In these naturally infected dogs, shedding occurred for a variable period. In some dogs, CECoV was only detected on a single sampling occasion, whilst others shed for 4–5 weeks. In these dogs, sequentially sequenced samples proved to be genetically identical, suggesting that these dogs were true chronic shedders, rather than undergoing cycles of re-infection with different viral strains. Similar periods of more long-term shedding have also been reported following natural (Tennant et al., 1991) and experimental (Decaro et al., 2005) CECoV infection, and similar patterns of shedding have also been described for the related feline coronavirus (Addie et al., 2003). Interestingly in our study, both of the animals that shed virus for the longest tested negative on arrival, suggesting they were newly infected within the shelter or were undergoing some stress induced recrudescence. Evidence for the former comes from sequence analysis which clearly identified identical viruses already in the shelter when these two carrier animals arrived. Although further work is needed to understand the mechanism of coronavirus persistence, clearly such long term shedders are likely to play an important part in the ongoing epidemiology of infection.

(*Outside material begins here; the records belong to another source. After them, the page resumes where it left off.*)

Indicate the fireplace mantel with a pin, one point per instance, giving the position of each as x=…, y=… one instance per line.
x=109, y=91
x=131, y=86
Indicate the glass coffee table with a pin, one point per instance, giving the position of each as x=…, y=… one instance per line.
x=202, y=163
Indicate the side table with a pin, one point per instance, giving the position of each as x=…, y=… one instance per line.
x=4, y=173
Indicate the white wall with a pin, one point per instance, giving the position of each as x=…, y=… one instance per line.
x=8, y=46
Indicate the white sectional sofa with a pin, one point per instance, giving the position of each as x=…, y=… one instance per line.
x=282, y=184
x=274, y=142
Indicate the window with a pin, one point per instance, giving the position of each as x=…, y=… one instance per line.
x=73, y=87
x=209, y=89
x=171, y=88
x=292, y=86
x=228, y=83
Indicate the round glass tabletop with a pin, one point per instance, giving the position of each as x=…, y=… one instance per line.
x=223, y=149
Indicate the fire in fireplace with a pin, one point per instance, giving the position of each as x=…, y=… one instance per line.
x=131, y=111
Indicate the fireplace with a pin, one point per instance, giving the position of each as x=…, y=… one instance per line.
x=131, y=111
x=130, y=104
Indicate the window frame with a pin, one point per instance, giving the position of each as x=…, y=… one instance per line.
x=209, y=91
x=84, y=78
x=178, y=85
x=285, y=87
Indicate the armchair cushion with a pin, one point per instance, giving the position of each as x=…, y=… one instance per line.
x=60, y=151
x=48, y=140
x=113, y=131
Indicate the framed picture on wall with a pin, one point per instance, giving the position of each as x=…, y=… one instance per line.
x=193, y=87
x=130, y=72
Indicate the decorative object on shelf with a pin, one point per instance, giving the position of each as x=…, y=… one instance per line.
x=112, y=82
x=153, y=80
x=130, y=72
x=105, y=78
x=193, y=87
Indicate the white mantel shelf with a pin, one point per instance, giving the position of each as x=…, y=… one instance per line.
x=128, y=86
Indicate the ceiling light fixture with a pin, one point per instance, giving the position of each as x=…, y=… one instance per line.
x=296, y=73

The titres of CECoV shed were very variable. For those dogs which shed CECoV for several weeks during the sampling period, peak titres were seen at different points of the infectious period. Therefore, the observed variability of the titres we detected may depend in part on when in the infectious cycle a dog was sampled. There may also be a component of both the immunity of the dog, and the virulence of the strain involved. The mean type I titre detected was slightly higher than type II; this difference was not significantly different, but the same tendency has been observed previously (Decaro et al., 2005). The titres obtained must be considered as semi-quantitative rather than fully quantitative when used as a measure of viral shedding since both the consistency of the faeces and other factors will affect the amount of virus shed.

Conclusion

This study has shown that CECoV can be shed at a high prevalence in kennelled dog populations. Longitudinal sampling suggested most dogs in R1 were negative for CECoV on entry, but had a high risk of acquiring CECoV. Shedding occurred for a variable period, which in some cases continued for at least five weeks. The study design used may help identify interventions to manage both between- and within-kennel risk factors for transmission such as biosecurity and stress, particularly in populations of dogs with uncertain health status, and high density and turnover.